Frank Coughlin

Profile
- Position: Tackle

Personal information
- Born: February 28, 1896 Chicago, Illinois, U.S.
- Died: September 8, 1951 (aged 55) Indianapolis, Indiana, U.S.
- Listed height: 6 ft 3 in (1.91 m)
- Listed weight: 220 lb (100 kg)

Career information
- College: Notre Dame

Career history

Playing
- 1921: Rock Island Independents
- 1921: Detroit Tigers
- 1921: Green Bay Packers

Coaching
- 1921: Rock Island Independents

Awards and highlights
- Second-team All-American (1920);
- Coaching profile at Pro Football Reference

Other information
- Allegiance: United States
- Branch: U.S. Navy
- Service years: 1917–1919
- Conflicts: World War I

= Frank Coughlin =

American football player and coach (1896–1951)

Francis Edward Coughlin (February 28, 1896 - September 8, 1951) was an American football player and coach.

==Biography==
===War and college football===
During World War I, Coughlin served in the United States Navy aboard a minesweeper. After the war, he played at the collegiate level at the University of Notre Dame. He was named captain of the 1920 football squad after the team's current captain, George Gipp withdrew from the University.

===NFL career===
For the 1921 season, Coughlin was named as a player-coach for the Rock Island Independents of the American Professional Football Association (APFA), which was renamed the National Football League in 1922.

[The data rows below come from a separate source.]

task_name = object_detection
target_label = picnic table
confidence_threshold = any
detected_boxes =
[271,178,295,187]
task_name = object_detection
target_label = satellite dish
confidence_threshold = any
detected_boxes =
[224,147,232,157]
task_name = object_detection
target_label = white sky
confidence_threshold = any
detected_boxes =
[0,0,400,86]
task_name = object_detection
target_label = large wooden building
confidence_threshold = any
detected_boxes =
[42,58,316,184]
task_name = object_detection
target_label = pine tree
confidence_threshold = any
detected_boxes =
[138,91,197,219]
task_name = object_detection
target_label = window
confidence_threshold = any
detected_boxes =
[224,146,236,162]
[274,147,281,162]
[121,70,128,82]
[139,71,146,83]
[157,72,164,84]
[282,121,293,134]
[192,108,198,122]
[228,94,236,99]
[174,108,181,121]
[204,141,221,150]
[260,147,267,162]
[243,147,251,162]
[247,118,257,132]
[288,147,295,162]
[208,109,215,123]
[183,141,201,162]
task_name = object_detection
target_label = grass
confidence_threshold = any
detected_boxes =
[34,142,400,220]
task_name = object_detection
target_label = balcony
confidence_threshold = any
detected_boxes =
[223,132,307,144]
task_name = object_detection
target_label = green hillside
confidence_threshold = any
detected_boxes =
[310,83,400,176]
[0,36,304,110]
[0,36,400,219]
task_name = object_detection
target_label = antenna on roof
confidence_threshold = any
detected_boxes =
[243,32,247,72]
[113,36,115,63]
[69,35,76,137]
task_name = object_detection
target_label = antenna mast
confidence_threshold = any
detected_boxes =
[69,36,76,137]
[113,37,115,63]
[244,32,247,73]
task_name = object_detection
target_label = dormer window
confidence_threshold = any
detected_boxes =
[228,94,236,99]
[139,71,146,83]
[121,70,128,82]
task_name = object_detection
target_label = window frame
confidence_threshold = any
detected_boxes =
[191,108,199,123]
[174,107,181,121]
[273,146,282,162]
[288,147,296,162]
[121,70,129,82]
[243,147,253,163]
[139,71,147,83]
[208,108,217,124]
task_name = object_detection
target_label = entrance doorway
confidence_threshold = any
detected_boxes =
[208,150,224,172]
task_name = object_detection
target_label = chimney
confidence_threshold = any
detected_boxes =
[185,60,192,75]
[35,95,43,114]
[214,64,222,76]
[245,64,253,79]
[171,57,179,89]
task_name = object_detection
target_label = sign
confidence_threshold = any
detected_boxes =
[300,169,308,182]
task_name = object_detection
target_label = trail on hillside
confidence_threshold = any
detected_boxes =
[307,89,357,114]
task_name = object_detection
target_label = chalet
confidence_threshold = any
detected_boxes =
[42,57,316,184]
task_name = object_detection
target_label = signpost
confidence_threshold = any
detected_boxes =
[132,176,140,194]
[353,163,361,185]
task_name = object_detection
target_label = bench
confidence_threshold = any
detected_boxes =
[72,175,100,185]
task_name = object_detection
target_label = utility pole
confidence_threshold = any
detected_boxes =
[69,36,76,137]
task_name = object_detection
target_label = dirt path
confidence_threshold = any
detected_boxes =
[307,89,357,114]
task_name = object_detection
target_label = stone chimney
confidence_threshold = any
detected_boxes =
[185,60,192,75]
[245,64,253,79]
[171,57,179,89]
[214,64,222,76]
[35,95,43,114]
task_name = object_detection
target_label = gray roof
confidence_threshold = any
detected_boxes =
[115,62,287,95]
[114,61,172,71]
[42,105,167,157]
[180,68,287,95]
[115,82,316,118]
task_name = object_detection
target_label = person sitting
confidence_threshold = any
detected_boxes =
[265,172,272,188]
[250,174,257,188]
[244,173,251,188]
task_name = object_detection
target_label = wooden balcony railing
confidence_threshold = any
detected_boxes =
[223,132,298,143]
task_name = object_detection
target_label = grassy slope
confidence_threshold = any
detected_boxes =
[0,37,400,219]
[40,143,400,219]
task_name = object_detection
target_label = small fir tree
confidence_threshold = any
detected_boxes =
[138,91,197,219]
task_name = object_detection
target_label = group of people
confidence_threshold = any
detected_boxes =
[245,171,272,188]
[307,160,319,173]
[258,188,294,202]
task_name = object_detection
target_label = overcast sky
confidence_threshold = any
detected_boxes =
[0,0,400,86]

Coughlin promised to bring to Rock Island a Notre Dame-style offense based upon tough line play and precise, short forward passes. Assisting Coughlin with the Independents was lefthalf Jimmy Conzelman. The team finished the 1921 season with a record of 4–2–1 in the APFA, good for fifty place out of 21 teams in the association.

On October 16, 1921, down 7-0 to the Chicago Cardinals, Coughlin scored two touchdowns to help give the Independents a 14-7 lead in the second quarter. Team manager Walter Flanigan ordered tackle Ed Healey to relieve Coughlin. Once Coughlin was safely on his way toward the sideline, Healey delivered a message to Jimmy Conzelman from Flanigan, it read: "Coughlin was fired! The new coach was Conzelman!" This act marked the first and only time an owner hired a new coach in the middle of a game. Coughlin then spent the rest of the 1921 season playing for the Detroit Tigers and the Green Bay Packers.

===After football===
In 1923, Coughlin became a prosecutor in St. Joseph County, Indiana. From 1945–1949, he served as the assistant Attorney General of Indiana, under Governors Ralph Gates and Henry Schricker.